Tuesday, February 17, 2009

Studying ENG

Ok, I have a big test in English next Monday. I'm putting my notes into the computer, and then it occurred to me - you know, the more ways/times you write it down, the more easily you'll remember. So, why not put some of the "highlights" in my blog! So, here it is. Hopefully it'll be interesting. If not, ignore.

ps. I'll add in "editorial" comments here and there, in red lettering. Why red? It's my favorite color. :P


Ways of reading

"Naive" reading

Just enjoy it!
It's the experience of the story
Never feel like you need to give up naive reading!

Sophisticated reading
Apply some critical concepts: plot, conflict, ect.
"Pause," and analyze it

It's good to do both naive and sophisticated reading

I usually try to do naive reading in my first read through of anything, but I sometimes find myself trying to analyze things despite myself.

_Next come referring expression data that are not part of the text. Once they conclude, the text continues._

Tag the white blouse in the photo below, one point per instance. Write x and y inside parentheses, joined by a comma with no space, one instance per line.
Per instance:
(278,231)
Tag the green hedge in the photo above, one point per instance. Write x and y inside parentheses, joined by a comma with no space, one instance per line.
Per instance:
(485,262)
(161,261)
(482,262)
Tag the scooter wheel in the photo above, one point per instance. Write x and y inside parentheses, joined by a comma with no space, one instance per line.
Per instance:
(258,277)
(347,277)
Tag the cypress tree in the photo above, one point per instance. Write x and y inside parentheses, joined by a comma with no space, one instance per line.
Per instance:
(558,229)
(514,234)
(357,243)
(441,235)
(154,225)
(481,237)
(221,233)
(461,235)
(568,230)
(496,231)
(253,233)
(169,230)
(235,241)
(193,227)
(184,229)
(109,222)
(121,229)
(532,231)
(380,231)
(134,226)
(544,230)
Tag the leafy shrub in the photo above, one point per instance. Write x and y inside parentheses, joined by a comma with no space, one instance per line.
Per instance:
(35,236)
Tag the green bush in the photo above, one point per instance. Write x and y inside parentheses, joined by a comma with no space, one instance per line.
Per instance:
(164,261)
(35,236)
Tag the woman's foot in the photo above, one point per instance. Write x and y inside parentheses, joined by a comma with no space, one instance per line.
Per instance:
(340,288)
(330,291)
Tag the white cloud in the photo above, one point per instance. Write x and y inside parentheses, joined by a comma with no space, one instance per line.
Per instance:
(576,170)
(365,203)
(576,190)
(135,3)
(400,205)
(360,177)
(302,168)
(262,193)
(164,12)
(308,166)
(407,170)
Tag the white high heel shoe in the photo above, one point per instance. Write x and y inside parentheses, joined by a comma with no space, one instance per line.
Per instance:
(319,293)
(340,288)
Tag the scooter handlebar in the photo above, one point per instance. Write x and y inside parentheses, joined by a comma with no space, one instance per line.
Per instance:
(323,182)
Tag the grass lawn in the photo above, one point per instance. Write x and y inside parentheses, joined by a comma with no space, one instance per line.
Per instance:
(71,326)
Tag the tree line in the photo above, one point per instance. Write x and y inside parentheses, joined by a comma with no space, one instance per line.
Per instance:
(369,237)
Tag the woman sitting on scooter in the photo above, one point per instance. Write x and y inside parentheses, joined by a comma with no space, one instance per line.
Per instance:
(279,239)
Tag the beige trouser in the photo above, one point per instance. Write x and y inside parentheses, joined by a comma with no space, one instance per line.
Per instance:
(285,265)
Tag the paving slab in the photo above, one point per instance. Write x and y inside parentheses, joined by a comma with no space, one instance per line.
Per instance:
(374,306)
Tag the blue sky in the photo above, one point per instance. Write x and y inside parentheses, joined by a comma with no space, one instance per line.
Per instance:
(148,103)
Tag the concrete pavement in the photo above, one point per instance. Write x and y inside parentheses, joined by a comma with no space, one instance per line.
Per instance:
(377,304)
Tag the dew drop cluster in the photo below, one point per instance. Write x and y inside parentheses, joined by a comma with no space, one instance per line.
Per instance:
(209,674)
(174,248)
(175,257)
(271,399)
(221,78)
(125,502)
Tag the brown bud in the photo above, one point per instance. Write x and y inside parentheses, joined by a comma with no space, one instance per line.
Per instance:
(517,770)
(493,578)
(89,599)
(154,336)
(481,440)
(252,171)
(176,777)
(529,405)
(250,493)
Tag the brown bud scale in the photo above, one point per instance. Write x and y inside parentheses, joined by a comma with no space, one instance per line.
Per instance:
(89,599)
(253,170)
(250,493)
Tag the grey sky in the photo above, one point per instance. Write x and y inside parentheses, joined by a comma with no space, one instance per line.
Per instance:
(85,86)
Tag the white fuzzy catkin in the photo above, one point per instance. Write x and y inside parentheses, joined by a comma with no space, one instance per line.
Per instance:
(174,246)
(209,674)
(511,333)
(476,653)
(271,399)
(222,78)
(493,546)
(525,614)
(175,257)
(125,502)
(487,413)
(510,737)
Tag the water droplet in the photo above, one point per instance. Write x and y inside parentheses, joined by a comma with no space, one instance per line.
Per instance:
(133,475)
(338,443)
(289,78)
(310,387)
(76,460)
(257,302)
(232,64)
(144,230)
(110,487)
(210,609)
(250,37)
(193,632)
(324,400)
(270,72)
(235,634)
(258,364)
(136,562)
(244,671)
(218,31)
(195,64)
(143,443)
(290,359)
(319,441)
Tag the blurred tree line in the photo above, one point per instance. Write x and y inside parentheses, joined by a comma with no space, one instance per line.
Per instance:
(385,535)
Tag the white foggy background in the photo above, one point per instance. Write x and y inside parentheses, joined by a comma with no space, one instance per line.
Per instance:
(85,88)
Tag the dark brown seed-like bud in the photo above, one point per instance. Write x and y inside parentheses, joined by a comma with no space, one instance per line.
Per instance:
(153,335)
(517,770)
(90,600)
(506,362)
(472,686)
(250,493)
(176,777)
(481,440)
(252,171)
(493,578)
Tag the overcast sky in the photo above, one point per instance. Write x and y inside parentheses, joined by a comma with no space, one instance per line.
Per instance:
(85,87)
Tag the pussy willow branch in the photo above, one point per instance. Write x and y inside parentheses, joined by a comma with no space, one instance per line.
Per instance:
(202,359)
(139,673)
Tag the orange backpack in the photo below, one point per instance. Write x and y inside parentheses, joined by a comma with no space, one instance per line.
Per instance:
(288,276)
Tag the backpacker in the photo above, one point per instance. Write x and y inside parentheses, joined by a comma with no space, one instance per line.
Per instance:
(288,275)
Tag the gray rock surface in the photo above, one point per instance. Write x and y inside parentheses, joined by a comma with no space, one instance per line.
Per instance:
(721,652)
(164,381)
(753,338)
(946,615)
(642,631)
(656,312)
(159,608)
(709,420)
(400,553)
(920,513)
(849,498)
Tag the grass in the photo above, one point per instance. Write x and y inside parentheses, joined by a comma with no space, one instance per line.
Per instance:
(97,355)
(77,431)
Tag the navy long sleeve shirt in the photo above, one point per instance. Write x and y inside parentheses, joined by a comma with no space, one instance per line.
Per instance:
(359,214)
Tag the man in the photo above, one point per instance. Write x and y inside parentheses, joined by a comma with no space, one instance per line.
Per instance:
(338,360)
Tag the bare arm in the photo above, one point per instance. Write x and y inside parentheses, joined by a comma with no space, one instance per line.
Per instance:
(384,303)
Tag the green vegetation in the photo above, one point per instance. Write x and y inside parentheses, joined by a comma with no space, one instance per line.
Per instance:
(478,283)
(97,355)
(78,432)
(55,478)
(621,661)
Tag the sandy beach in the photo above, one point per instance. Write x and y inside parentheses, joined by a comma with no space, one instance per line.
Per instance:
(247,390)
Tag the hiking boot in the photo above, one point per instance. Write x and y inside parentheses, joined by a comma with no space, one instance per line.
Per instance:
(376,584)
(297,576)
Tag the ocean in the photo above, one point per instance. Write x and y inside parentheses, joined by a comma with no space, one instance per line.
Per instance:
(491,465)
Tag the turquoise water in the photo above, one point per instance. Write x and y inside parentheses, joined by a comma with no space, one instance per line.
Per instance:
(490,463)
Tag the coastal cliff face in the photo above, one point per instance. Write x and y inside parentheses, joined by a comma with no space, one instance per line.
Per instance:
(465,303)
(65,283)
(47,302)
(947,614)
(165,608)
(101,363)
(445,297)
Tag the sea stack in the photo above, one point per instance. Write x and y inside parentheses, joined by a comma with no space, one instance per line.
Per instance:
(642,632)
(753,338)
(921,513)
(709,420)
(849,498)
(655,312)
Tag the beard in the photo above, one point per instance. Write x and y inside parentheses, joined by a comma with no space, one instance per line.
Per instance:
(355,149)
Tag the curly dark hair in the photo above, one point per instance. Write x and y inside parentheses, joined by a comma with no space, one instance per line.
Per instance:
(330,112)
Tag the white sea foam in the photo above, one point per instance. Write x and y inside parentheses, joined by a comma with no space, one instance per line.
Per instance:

Conflict is the ENGINE of the plot!!

Usually seven stages of plot

1) Exposition
2) Inciting moment
3) Rising action
4) Turning point
5) Further complication
6) Climax
7) Denouement

Memory jogger I had to come up with: Even In Rings The Forest Closes Down

Don't ask me what this memory jogger is supposed to be. All I know is that it's what I came up with, and it works. lol

Recipe for a quest story

1) Questor - person who's looking for something
2) Place to go
3) Stated (ostensible) reason for going
4) Obstacles en route
5) Real reason for going - it's usually different from ostensible reason
Reason can be: "educational," self knowledge,

Interesting how "quest" sounds like "question." Hmm...

Irony gotta love it :P

Three major types

1) Verbal - can be like sarcasm, when you say one thing and mean another
2) Situational - opposite result from what's expected
I'd say that a friend of mine losing her GPS recently qualifies...
3) Dramatic - when reader/viewer knows more than the character does


This is actually only a tiny insy bitsy sampling of what I've got in my notes...but anyways. So that's that. Now what?